Scooping up a meteorite within 12 hours of crashing turned out to be a scientific boon for researchers investigating the hydrogen makeup of this visitor from outer space. The one pound of carbonaceous chondriteplowed into the English town of Winchcombe in February 2021. Its most spectacular feature, according to the scientists? The rock’s hydrogenisotope ratio is strikingly similar to that of water on Earth.

“One of the biggest questions asked of the scientific community is how did we get here? This analysis on the Winchcombe meteorite gives insight into how the Earth came to have water, the source of so much life,” Luke Daly, University of Glasgow lecturer and and an author of the first paper on the meteorite published at Science Advances, says in a news release. “Researchers will continue to work on this specimen for years to come, unlocking more secrets into the origins of our solar system.”

Key to the research was the fact specialists from across the world could start investigating the Winchcombe meteorite within days of its fiery fall from the sky. Less than 12 hours after its entry into Earth’s atmosphere, pieces of the rock were plucked from a driveway and the surrounding area and taken to London’s Natural History Museum, away from any environmental effects that could change its analysis.

“The rapid retrieval and curation of Winchcombe make it one of the most pristine meteorites available for analysis, offering scientists a tantalizing glimpse back through time to the original composition of the solar system 4.6 billion years ago,” Ashley Key, Natural History Museum senior curator and the paper’s co-author, says in a news release. Estimates vary, but Earth is about 4.5 billion years old.

The meteorite offers a look at a rare carbonaceous chondrite, a high silicate rock containing approximately 2 percent carbon by weight. It is the first of its type to be discovered in the United Kingdom. After imaging and chemical analysis, researchers determined it contains 11 percent extraterrestrial water by weight. Most of the water is trapped in minerals created by chemical reactions between fluids and rocks on the asteroid the meteorite originated from—during what scientists believe to be the earliest formation of our solar system.

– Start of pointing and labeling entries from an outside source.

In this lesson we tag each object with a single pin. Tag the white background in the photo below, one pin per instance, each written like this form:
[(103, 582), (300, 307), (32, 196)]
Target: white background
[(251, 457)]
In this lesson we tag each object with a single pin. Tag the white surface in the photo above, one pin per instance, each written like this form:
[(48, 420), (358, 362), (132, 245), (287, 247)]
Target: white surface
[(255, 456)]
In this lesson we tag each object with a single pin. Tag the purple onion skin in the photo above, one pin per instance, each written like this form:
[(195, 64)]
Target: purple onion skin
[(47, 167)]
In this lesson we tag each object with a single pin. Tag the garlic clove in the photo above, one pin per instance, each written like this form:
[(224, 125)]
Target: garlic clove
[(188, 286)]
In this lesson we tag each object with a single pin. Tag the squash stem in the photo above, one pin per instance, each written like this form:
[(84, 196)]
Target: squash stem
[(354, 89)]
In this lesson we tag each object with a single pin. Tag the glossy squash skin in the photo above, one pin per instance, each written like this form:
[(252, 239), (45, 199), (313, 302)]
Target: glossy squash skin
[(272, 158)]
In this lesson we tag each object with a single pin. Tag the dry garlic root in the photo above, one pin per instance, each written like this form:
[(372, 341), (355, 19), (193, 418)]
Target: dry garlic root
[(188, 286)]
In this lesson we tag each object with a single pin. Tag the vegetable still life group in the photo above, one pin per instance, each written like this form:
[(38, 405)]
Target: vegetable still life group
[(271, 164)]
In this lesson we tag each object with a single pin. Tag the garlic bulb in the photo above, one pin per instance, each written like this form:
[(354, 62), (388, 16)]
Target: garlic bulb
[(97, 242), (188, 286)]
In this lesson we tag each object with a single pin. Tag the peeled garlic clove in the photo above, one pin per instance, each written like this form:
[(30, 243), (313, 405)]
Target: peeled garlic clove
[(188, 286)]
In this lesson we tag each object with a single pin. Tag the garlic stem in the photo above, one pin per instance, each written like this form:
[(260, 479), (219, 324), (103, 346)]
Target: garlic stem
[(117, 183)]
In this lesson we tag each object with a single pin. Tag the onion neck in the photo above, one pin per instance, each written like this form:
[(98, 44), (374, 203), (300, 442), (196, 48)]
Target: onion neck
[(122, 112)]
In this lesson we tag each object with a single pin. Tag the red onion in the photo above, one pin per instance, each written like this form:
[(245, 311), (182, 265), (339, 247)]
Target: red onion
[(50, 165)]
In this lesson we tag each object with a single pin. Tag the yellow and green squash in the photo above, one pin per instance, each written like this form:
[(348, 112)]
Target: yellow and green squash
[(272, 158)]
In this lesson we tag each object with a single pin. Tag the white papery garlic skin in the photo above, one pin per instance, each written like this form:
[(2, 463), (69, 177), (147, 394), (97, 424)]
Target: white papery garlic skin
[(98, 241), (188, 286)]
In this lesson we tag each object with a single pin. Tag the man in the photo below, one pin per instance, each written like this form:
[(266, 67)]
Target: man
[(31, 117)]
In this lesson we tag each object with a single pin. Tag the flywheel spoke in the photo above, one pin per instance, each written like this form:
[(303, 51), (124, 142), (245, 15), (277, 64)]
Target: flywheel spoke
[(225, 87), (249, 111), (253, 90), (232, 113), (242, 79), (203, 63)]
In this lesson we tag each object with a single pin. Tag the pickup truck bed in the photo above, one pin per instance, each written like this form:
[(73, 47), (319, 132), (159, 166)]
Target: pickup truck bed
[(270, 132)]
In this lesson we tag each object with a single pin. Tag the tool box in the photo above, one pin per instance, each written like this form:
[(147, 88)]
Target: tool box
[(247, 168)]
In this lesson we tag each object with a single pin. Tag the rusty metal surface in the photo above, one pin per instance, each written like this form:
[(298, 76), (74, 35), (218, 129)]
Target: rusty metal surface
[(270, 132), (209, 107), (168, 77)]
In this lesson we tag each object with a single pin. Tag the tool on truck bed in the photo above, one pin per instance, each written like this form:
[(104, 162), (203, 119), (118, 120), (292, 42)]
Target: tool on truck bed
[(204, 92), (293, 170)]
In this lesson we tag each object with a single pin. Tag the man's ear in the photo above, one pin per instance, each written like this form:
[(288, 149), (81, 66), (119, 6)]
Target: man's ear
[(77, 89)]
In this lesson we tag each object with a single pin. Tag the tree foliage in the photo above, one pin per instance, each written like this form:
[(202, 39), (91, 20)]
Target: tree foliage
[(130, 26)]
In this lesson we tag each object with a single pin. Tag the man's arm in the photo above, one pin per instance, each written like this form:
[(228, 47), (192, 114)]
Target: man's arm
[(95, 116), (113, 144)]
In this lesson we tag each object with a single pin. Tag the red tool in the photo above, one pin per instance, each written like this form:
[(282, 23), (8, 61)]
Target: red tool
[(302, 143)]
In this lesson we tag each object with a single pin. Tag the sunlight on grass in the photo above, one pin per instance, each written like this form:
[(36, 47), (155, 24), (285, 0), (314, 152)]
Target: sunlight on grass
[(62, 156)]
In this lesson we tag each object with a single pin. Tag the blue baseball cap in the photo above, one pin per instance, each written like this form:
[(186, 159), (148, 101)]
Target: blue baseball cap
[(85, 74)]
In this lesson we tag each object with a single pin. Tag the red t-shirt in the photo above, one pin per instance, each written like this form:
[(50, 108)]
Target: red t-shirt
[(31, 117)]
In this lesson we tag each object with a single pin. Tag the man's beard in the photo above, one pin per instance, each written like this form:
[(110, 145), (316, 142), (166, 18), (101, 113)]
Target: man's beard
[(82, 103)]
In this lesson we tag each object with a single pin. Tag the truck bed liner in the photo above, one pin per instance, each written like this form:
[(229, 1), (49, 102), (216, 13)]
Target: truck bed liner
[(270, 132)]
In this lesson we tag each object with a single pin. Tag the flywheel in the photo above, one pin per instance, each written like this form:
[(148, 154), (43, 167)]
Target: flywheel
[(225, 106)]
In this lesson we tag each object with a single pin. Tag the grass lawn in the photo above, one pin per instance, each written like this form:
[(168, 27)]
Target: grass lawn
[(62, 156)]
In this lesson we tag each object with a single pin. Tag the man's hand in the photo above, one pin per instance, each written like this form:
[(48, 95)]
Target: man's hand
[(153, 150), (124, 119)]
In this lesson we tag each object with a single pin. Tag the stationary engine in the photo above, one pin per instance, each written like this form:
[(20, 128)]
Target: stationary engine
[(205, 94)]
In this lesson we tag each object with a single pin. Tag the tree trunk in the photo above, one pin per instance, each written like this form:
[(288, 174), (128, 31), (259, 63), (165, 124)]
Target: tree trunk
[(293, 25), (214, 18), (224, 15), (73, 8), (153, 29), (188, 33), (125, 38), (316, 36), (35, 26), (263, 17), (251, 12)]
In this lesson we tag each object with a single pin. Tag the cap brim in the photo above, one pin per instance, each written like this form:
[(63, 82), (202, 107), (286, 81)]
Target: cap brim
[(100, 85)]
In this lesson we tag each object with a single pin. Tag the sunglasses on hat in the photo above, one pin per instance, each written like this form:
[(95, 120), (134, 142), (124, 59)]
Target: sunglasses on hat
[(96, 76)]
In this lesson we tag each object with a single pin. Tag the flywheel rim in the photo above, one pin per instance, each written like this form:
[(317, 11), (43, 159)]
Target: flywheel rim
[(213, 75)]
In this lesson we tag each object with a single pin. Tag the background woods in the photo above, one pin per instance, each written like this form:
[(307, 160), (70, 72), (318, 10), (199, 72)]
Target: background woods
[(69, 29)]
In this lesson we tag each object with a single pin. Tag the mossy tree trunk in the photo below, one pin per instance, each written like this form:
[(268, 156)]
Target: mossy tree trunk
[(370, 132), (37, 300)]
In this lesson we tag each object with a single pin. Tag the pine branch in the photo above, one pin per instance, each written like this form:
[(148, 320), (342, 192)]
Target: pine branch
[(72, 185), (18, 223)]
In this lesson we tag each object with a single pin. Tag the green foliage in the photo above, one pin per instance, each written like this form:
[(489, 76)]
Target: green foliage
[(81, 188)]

By measuring the ratio of hydrogen isotopes in the water, the team found it closely resembles the composition of water on Earth. It also contains extraterrestrial amino acids, or prebiotic molecules that are key for the creation of life. Because the meteorite was largely unmodified by Earth’s environment due to its quick retrieval, the researchers believe their findings bolster the theory that carbonaceous asteroids played a key role in bringing the ingredients of life—like water—to early Earth. This makes the Winchcombe meteorite notably different from the more common icy comets, which don’t have chemistry matching Earth’s water.

“Direct links between carbonaceous chondrites and their parent bodies in the solar system are rare,” according to the paper. “The Winchcombe meteorite is the most accurately recorded carbonaceous chondrite fall. Its pre-atmospheric orbit and cosmic-ray exposure age confirm that it arrived on Earth shortly after ejection from a primitive asteroid.”

By combining camera footage of its trajectory from the U.K. Fireball Alliance—which aims to recover fallen meteorites as soon as possible—with chemical analysis of the meteorite, researchers believe Winchcombe broke off the surface of an asteroid near Jupiter and traveled to Earth within the last million years.

“We’re still reeling from our good fortune to have such an important meteorite fall in the U.K.,” Natasha Almeida, curator of meteorites at the Natural History Museum and paper co-author, says in a news release. “The combination of such a quick recovery, careful collection, and our ongoing curation of Winchcombe in a nitrogen atmosphere means this incredibly fresh specimen will remain one of the most pristine meteorites in collections worldwide.”